Tldr; I don’t think that this post stands up to close scrutiny although there may be unknown knowns anyway. This is partly due to a couple of things in the original paper which I think are a bit misleading for the purposes of analysing the markets.
The unknown knowns claim is based on 3 patterns in the data:
“The mean prediction market belief of replication is 63.4%, the survey mean was 60.6% and the final result was 61.9%. That’s impressive all around.”
“Every study that would replicate traded at a higher probability of success than every study that would fail to replicate.”
“None of the studies that failed to replicate came close to replicating, so there was a ‘clean cut’ in the underlying scientific reality.”
Taking these in reverse order:
I don’t think that there is as clear a distinction between successful and unsuccessful replications as stated in the OP:
“None of the studies that failed to replicate came close to replicating”
This assertion is based on a statement in the paper:
“Second, among the unsuccessful replications, there was essentially no evidence for the original finding. The average relative effect size was very close to zero for the eight findings that failed to replicate according to the statistical significance criterion.”
However this doesn’t necessarily support the claim of a dichotomy – the average being close to 0 doesn’t imply that all the results were close to 0, nor that every successful replication passed cleanly. If you ignore the colours, this graph from the paper suggests that the normalised effect sizes are more of a continuum than a clean cut (central section b is relevant chart).

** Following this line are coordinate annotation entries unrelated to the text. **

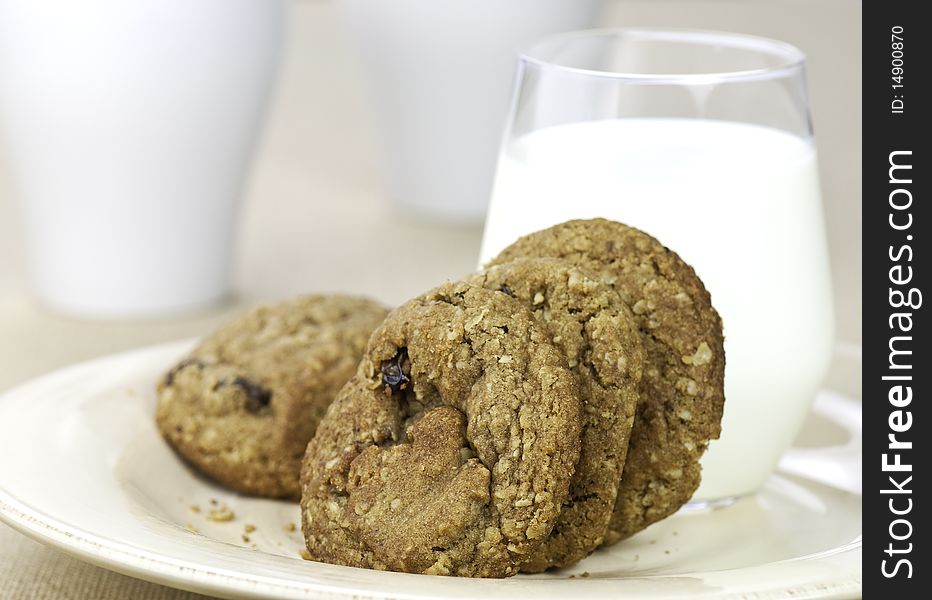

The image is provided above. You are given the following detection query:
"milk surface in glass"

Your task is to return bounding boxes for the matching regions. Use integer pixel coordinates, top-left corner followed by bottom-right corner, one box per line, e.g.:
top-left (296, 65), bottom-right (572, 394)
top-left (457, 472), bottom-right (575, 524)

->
top-left (480, 118), bottom-right (833, 498)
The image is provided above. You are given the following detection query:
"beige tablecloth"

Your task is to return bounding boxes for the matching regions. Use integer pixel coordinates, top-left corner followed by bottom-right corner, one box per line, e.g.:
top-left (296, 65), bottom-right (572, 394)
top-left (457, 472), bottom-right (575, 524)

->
top-left (0, 0), bottom-right (861, 600)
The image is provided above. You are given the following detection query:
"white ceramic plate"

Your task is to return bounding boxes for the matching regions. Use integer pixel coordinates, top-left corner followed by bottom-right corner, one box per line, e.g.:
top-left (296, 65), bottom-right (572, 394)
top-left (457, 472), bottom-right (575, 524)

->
top-left (0, 342), bottom-right (861, 600)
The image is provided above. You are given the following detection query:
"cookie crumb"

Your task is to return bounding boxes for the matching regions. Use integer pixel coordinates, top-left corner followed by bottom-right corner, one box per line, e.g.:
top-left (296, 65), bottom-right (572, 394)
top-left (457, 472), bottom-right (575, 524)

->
top-left (207, 506), bottom-right (236, 523)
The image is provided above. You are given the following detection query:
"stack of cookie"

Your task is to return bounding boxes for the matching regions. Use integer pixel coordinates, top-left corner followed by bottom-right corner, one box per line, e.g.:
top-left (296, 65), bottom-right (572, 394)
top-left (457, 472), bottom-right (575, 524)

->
top-left (157, 219), bottom-right (725, 577)
top-left (301, 219), bottom-right (725, 577)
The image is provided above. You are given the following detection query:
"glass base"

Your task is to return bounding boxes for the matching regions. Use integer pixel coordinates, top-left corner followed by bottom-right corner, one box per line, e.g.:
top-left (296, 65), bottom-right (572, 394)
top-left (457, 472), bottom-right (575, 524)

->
top-left (680, 496), bottom-right (746, 512)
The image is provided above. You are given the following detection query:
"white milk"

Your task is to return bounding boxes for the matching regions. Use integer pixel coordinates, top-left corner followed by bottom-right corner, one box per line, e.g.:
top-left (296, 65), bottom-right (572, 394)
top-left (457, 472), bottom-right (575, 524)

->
top-left (481, 119), bottom-right (833, 499)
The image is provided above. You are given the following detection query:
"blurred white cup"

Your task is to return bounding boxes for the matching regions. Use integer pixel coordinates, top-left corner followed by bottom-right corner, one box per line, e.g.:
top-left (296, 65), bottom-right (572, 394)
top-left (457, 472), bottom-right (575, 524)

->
top-left (339, 0), bottom-right (599, 223)
top-left (0, 0), bottom-right (285, 317)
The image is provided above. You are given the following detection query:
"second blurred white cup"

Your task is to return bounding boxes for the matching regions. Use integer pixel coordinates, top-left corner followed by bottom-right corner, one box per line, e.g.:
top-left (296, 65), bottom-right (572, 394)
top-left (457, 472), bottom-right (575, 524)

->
top-left (0, 0), bottom-right (284, 317)
top-left (339, 0), bottom-right (599, 223)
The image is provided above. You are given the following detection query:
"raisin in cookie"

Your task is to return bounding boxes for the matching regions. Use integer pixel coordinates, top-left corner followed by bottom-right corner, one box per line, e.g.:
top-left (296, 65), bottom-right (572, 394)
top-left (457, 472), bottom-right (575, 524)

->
top-left (492, 219), bottom-right (725, 544)
top-left (301, 282), bottom-right (580, 577)
top-left (467, 258), bottom-right (644, 573)
top-left (156, 295), bottom-right (388, 499)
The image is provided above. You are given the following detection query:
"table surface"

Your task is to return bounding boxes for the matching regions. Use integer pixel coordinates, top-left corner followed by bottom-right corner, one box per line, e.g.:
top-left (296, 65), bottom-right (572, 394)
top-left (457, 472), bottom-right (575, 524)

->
top-left (0, 0), bottom-right (860, 600)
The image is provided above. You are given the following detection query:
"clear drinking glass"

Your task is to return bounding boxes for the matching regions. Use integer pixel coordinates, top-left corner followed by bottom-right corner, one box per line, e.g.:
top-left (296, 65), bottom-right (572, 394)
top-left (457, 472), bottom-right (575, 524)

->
top-left (480, 30), bottom-right (833, 501)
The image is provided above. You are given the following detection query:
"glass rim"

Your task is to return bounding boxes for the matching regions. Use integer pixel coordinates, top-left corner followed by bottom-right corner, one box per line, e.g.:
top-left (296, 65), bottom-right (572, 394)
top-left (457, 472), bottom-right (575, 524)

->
top-left (518, 27), bottom-right (806, 84)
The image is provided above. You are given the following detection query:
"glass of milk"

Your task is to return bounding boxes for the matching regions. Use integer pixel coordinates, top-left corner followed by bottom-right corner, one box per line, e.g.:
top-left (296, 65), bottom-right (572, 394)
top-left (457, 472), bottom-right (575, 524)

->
top-left (480, 30), bottom-right (833, 502)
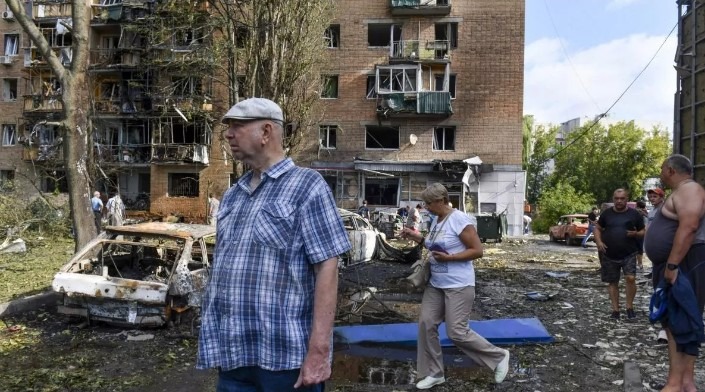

Eyeballing that graph, there is 1 failed replication which nearly succeeded and 4 successful which could have failed. If the effect size shifted by less than 1 S.D. (some of them less than 0.5 S.D.) then the success would have become a failure or vice-versa (although some might have then passed at stage 2). 
Of the 5 replications noted above, the 1 which nearly passed was ranked last by market belief, the 4 which nearly failed were ranked 3, 4, 5 and 7. If any of these had gone the other way it would have ruined the beautiful monotonic result.
According to the planned procedure , the 1 study which nearly passed replication should have been counted as a pass as it successfully replicated in stage 1 and should not have proceeded to stage 2 where the significance disappeared. I think it is right to count this as an overall failed replication but for the sake of analysing the market it should be listed as a success.
Having said that, the pattern is still a very impressive result which I look into below.
The OP notes that there is a good match between the mean market belief of replication and the actual fraction of successful replications. To me this doesn’t really suggest much by way of whether the participants in the market were under-confident or not. If they were to suddenly become more confident then the mean market belief could easily move away from the result.
If the market is under-confident, it seems like one could buy options in all the markets trading above 0.5 and sell options in all the ones below and expect to make a profit. If I did this then I would buy options in 16⁄21 (76%) of markets and would actually increase the mean market belief away from the actual percentage of successful replications. By this metric becoming more confident would lower accuracy.
In a similar vein, I also don’t think Spearman coefficients can tell us much about over/under-confidence. Spearman coefficients are based on rank order so if every option on the market became less/more confident by the same amount, the Spearman coefficients wouldn’t change.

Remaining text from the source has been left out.